On Mindfulness

  • I had planned a short, one day trip. I was looking forward to a new place, eating out, sleeping in a hotel and lounging around. A chain of circumstances deprived me of that day off. It came to nothing. There was not a big disaster or a drama, nevertheless I felt very disappointed, even angry and irritated because of it. My diligent mind came immediately with some help to pacify these feelings; it elaborated some explanations and accusations. That’s how the mind works; it tells stories, stories about faults and merits, about the guilty and the innocent. So it blamed some people and circumstances and it told me to count my blessings and not ponder over a trivial pleasure that I lost. It turned the event and my experience into a story taking me on a trip far from the here and now. And this trip can last days.
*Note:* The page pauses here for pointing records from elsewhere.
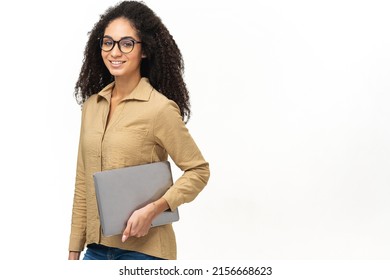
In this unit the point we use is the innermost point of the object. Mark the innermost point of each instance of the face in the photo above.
(118, 63)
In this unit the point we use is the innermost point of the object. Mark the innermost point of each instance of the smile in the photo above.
(116, 63)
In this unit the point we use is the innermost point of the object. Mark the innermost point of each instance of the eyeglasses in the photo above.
(126, 44)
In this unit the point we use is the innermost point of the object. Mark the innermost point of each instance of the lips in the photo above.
(116, 63)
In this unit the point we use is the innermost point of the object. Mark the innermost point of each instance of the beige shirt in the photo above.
(145, 127)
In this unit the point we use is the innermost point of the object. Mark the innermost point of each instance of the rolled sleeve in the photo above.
(171, 133)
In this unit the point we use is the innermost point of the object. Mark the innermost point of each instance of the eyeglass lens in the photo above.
(126, 45)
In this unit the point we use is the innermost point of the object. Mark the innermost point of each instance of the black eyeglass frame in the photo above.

A banal, little disappointment can cause a weeks-long trial. But if I turn away from the protective thoughts and I shake off the story I simply sense a discomfort in my body. I feel a clog in my chest and energy draining away. And I don’t need to justify or diminish it. It is enough to be honest about it. It is enough to feel it, to pay attention to it and be mindful of it. My body knows how to accommodate and reconcile these emotions if only I don’t suppress them with the story. It will help me to respond to the event adequately and consciously at the moment. This is the beauty of mindfulness.